As for the other seats, although the line-up could still change next week, when the Government Accountability Board (GAB) certifies all candidates for the Aug. 12 primary and the Nov. 4 general elections, preliminary totals show:
-More than 20 incumbent Assembly Republicans, and 14 incumbent Democrats, will not be challenged on Nov. 4. Several Milwaukee- and Madison-area Democrats will not face GOP opponents; many suburban Republicans will be unopposed.
-Five other Assembly incumbents will not have major-party opponents Nov. 4. Instead, they will face little-known independent, Libertarian, Green or other third-party challengers.
-If no third-party candidate wins on Nov. 4, Aug. 12 primaries will decide 12 other Assembly races.

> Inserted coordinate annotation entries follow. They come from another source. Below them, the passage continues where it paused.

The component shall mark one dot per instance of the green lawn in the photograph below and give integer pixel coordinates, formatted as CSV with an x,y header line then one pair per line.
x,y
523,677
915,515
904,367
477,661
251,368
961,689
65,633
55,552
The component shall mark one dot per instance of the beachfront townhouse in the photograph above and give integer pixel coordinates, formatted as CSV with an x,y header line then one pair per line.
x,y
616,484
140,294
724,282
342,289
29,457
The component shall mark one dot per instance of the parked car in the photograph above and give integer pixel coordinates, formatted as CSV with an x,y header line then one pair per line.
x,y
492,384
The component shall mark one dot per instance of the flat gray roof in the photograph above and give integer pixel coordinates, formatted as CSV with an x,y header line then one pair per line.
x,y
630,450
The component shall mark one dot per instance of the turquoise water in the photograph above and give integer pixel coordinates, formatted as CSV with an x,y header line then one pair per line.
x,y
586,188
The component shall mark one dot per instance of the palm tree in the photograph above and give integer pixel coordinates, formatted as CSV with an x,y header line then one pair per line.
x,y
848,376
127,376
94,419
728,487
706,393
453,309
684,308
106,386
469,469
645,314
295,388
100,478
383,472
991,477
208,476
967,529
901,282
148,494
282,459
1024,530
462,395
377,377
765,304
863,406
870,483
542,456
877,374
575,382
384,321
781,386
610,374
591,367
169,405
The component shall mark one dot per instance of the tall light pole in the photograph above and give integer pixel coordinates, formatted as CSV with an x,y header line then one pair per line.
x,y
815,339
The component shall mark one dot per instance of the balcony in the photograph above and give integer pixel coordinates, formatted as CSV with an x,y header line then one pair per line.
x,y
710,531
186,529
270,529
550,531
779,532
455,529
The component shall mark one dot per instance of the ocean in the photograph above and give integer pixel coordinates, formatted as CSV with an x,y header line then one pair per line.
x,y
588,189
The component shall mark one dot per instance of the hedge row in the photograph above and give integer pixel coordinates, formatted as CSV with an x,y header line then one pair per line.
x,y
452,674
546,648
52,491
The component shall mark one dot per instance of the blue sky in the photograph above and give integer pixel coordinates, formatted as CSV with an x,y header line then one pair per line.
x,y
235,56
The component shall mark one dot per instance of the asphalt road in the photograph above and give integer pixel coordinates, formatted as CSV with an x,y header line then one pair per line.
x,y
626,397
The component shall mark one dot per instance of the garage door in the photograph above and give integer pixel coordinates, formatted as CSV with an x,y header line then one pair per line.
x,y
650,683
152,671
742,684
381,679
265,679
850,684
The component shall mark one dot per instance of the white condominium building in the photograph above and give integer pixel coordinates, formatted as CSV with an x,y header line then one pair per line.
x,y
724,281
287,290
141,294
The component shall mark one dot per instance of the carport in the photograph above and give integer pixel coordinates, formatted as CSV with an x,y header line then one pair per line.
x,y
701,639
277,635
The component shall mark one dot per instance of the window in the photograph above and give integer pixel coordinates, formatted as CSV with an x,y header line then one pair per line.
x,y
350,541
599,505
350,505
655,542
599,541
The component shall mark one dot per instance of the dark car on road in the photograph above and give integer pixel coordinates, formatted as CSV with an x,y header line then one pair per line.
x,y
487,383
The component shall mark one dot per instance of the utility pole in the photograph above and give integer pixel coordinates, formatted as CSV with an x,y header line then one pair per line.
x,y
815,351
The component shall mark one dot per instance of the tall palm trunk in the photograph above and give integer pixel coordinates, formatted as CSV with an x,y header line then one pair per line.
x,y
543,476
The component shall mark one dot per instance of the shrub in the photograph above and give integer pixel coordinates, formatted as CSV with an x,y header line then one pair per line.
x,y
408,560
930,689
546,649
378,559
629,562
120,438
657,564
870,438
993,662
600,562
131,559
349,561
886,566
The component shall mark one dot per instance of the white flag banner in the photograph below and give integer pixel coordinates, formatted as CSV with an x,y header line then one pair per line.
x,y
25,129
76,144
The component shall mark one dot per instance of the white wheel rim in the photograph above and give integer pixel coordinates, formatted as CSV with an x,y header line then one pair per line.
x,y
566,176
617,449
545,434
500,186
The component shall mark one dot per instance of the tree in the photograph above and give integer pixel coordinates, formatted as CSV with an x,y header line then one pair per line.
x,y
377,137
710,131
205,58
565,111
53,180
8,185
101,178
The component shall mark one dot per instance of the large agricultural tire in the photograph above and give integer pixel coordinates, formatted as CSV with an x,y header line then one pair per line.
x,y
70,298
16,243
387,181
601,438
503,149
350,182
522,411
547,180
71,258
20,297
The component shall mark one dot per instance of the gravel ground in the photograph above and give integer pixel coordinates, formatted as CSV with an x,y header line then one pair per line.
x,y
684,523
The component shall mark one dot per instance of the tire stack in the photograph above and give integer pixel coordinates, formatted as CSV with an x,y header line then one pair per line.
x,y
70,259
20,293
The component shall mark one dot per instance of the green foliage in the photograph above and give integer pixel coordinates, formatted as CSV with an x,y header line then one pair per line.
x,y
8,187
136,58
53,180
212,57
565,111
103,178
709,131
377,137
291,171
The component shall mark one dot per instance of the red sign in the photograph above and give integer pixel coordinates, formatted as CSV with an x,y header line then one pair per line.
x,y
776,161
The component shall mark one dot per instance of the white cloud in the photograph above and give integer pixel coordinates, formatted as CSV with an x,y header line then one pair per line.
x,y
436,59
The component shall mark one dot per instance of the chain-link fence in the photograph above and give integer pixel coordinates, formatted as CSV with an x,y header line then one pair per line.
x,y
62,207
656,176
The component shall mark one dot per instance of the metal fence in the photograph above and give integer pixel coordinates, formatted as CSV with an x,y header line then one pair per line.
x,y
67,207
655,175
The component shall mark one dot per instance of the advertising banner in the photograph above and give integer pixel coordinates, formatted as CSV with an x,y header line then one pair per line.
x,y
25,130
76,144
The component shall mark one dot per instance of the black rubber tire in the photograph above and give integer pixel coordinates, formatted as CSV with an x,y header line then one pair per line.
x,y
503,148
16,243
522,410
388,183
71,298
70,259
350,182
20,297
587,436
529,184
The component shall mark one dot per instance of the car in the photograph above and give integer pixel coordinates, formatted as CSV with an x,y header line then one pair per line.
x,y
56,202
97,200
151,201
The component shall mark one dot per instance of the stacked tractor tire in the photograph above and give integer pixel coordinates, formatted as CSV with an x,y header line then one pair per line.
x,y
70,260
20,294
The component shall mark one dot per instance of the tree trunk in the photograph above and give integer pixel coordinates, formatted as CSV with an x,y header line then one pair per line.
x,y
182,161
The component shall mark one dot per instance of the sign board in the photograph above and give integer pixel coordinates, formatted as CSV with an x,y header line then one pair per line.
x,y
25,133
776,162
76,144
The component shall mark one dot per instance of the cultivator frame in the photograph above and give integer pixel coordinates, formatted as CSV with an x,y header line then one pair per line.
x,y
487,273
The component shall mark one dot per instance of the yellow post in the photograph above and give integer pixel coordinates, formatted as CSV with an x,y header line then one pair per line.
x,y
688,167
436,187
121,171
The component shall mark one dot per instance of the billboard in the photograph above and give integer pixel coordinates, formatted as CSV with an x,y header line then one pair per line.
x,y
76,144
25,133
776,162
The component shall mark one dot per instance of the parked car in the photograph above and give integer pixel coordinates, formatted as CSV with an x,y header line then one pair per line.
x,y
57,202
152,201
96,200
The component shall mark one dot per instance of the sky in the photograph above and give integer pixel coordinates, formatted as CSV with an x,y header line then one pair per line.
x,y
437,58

There is more competition for 14 of the 17 state Senate seats that will be voted on Nov. 4. But two Senate Democrats – Jon Erpenbach, of Waunakee, and Tim Carpenter, of Milwaukee – will go unchallenged for new four-year terms. And a Senate Republican, Leah Vukmir, of Wauwatosa, faces only a Libertarian Party opponent.
But Jay Heck, executive director of Common Cause of Wisconsin, says only a few of the potential Republican-versus-Democrat Assembly elections on Nov. 4 will be competitive: “As a result of the 2011 redistricting, there were only 14 of 99 Assembly seats that were ‘competitive’,” Heck notes. He defines “competitive” as an election decided by 10 points – 55 percent to 45 percent, for example – or less.
Using 2010 Census data, Republicans redrew U.S. House and legislative districts. Although the new maps were challenged in court, federal judges only tweaked two Assembly district boundaries in Milwaukee. “The way the districts are configured means that one of the two (major) party candidates will really not be competitive,” Heck adds. “The outcome has already been predetermined because of ‘gerrymandering’.”
Heck, and even some Democrats, predict that 99-member Assembly will stay in Republican control for the 2015-16 session. “Those seats that are currently Republican will likely remain so for the most part and those that are Democratic will as well,” Heck explains.“There will be a few changes, because some of those 14 competitive seats from 2012 will be competitive again. But not many more than that because the map is rigged.”
Carolyn Castore, of the Milwaukee County League of Women Voters, said the number of safe legislative seats “appears to be” at an all time high. “The effort and money needed to run even a bare bones race may not be worth it, if a potential candidate knows they will likely lose by a large margin,” she says. “Due to the power of incumbency, open seats present far more attractive targets.”
Other observations from the GAB’s list of candidates who filed nomination papers for the Nov. 4 election:
*Biggest surprise: Former Capitol power broker and convicted felon State Sen. Gary R. George reappeared, filing papers to challenge fellow Milwaukee Democrat and 4th District Congressman Gwen Moore in the August primary. George and Moore served together in the Senate. George co-chaired the Legislature’s budget committee for years, often dictating what was passed. He was recalled by Milwaukee voters in 2003, and then convicted by federal prosecutors in a kickback scheme. Party leaders say George kept his decision to run a secret.
*Biggest grudge – or cage – rematch: In Assembly District 93, former Democratic Rep. Jeff Smith, of Eau Claire, is challenging the Republican, Rep. Warren Petryk, of Eleva, who beat him by 498 votes two years ago.
*First-termers unchallenged: 15 first-term Assembly members won’t have opponents this year. That suggests that an old political axiom – first-term candidates are the most vulnerable – is no longer true. Not this year, at least.